No Dia Nacional de Combate e Prevenção ao Escalpelamento, celebrado nesta quinta-feira (28/8), histórias como a de Raísa Oliveira revelam a força de meninas e mulheres atingidas por esse grave acidente ainda existente em comunidades ribeirinhas. Na Santa Casa de Misericórdia do Pará, em Belém, o Espaço Acolher transforma dor em cuidado e luta por políticas públicas.

No silêncio cortado pelo motor da embarcação, Raísa Oliveira, então com apenas oito anos, se abaixou para pegar um objeto no fundo do barco. Era outubro de 2011, no rio Cupijó, no interior do Pará. Um segundo de descuido, aliado à falta de informação e segurança, foi o suficiente para que seu cabelo fosse puxado pelo eixo do motor. O resultado: a perda de 70% do couro cabeludo. O nome disso é escalpelamento, um tipo de acidente que, embora tenha reduzido nos últimos anos, ainda marca a vida de dezenas de meninas e mulheres amazônidas, com consequências físicas, emocionais e sociais para toda a vida.

“Eu só entendi que algo sério tinha acontecido quando cheguei à cidade. Eu não desmaiei, mas não percebi a gravidade de imediato”, conta Raísa, hoje com 23 anos, que desde então já passou por oito cirurgias. Mas mais do que a dor e o tempo de internação, ela transformou a experiência em uma missão: prevenir para que outras meninas não passem pelo mesmo. “Decidi que minha dor seria minha maior força. Falo nas igrejas, escolas, comunidades, sempre digo: meninas na frente do barco, cabelo preso, sempre”, alerta.

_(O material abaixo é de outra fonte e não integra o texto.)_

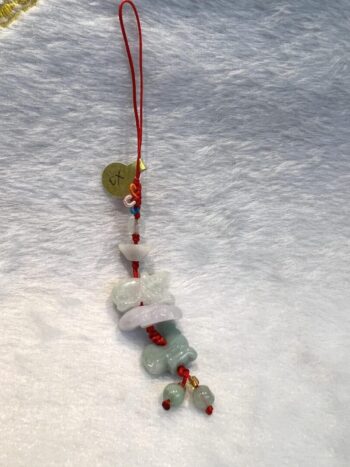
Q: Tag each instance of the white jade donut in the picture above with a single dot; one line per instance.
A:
(147, 315)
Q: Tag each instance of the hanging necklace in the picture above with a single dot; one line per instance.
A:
(143, 299)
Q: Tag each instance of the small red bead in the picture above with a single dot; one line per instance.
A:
(166, 404)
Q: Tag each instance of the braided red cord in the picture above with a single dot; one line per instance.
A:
(136, 187)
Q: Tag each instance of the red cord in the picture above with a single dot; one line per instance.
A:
(138, 113)
(136, 187)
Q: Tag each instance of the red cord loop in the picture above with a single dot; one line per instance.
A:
(138, 109)
(135, 188)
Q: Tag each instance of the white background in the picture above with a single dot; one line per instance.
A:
(246, 202)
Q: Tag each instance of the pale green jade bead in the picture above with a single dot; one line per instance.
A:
(203, 397)
(175, 393)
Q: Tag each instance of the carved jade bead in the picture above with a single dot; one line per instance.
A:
(203, 397)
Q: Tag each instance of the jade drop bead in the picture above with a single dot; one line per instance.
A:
(175, 393)
(202, 397)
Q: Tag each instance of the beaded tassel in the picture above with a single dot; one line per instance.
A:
(144, 300)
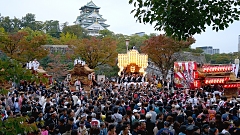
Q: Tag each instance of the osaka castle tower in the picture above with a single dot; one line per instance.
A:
(90, 19)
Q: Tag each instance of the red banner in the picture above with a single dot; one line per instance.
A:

O escalpelamento é caracterizado pelo arrancamento brusco do couro cabeludo, geralmente causado pelo contato dos cabelos longos com eixos de motor de embarcações sem a devida proteção. A prática é considerada uma violência de gênero por muitas profissionais de saúde, já que afeta majoritariamente mulheres e meninas da região amazônica, especialmente na Bacia do Marajó. Em muitos casos, o acidente acontece em embarcações familiares, operadas por pais, tios ou companheiros das vítimas.

A data de 28 de agosto foi instituída pela Lei nº 12.199/2010 como forma de chamar atenção para o problema, incentivar a prevenção e dar visibilidade às vítimas. Apesar dos avanços, ainda há muito a ser feito.

Redução nos casos, mas a dor continua

Na Santa Casa de Misericórdia funciona o Espaço Acolher, coordenado por Maria Luzia de Matos. Criado em 2006, o local oferece acompanhamento psicológico, social, educacional e médico para vítimas de escalpelamento e outras condições.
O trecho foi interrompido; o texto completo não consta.